Untuk lebih mengenal cita hukum yang terkandung dalam PKPU aquo, perlunya menilik norma induknya yakni Pasal 240 ayat 1 huruf k Undang-Undang Nomor 7 Tahun 2017 tentang Pemilu. Bahwasanya konstruksi norma dialamatkan pada subyek hukum tertentu (norma individual). Dapat didikotomikan bahwa ada 2 (adressatnorm) subyek norma, yakni subyek yang pertama pemberlakuannya kepada kepala daerah dan wakil kepala daerah, kemudian subyek yang kedua pemberlakuannya pada ASN, TNI, Polri, Direksi, Komisaris, Dewan Pengawas, dan karyawan pada BUMN, BUMD, atau badan lain yang anggarannya bersumber dari keuangan Negara.
Secara sifat, norma ini adalah preventif. Sebagaimana dimaknai dari aspek teleologisnya, bahwa pertama agar tidak terjadi penyalahgunaan kekuasaan/kesewenangan dari jabatan yang dimaksud. Ini diidentifikasi murni dari subyek hukum pertama. Yang kedua agar terdapat netralitas penyelenggaraan pemilihan. Untuk norma korektifnya banyak tersebar dalam aturan teknis lainnya perihal larangan unsur pemerintah terlibat dalam praktik politik praktis. Inilah salah satu bentuk penjaminan bahwa pemerintah netral dalam penyelenggaraan pemilu.
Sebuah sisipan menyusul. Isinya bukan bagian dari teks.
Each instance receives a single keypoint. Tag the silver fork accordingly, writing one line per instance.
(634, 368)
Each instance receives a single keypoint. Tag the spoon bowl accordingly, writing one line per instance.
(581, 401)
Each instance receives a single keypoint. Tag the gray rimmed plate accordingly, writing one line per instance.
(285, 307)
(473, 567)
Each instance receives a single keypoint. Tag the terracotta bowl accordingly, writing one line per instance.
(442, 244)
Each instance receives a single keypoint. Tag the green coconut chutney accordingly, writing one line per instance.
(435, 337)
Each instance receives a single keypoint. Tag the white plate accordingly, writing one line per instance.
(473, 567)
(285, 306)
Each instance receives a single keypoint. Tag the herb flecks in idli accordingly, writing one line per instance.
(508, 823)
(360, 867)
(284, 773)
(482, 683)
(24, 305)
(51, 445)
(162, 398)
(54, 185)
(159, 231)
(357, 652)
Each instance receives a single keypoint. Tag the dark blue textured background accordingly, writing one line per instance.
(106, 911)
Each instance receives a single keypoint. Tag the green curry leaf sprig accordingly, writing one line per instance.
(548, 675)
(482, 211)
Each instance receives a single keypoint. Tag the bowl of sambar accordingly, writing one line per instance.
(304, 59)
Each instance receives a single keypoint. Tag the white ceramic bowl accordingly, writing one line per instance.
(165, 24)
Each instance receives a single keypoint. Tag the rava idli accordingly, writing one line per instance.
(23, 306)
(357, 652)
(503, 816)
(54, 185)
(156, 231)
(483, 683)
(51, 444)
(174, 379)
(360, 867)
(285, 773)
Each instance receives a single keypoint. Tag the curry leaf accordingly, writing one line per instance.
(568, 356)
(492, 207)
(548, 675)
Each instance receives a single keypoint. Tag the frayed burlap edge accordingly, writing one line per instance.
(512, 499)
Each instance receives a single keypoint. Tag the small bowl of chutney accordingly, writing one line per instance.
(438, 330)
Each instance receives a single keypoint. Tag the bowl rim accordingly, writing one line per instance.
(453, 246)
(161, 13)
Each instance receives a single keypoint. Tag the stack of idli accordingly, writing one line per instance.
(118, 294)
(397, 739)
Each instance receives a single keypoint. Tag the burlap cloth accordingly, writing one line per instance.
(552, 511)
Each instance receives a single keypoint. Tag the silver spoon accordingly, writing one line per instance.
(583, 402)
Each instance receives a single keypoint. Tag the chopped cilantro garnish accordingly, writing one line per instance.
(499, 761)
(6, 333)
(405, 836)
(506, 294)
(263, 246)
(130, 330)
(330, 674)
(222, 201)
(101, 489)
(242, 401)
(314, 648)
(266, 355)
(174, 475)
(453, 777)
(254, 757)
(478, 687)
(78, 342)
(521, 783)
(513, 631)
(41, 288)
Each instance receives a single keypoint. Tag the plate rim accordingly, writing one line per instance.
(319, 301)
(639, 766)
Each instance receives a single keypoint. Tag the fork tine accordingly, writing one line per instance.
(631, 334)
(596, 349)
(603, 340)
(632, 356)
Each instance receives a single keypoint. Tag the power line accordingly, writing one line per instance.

Pembatalan DCT oleh Bawaslu
Berdasarkan pendapat penulis, yang pertama adalah Tenaga Pendamping Profesional tak perlu mundur dari jabatannya manakala bukan termaksud pengurus parpol. Kemudian yang kedua Tenaga Pendamping Profesional tidak perlu mundur dari jabatannya jikalau mencaleg, sebab tidaklah termaksud adressatnorm Pasal 7 ayat 1 huruf k angka 7 PKPU aquo.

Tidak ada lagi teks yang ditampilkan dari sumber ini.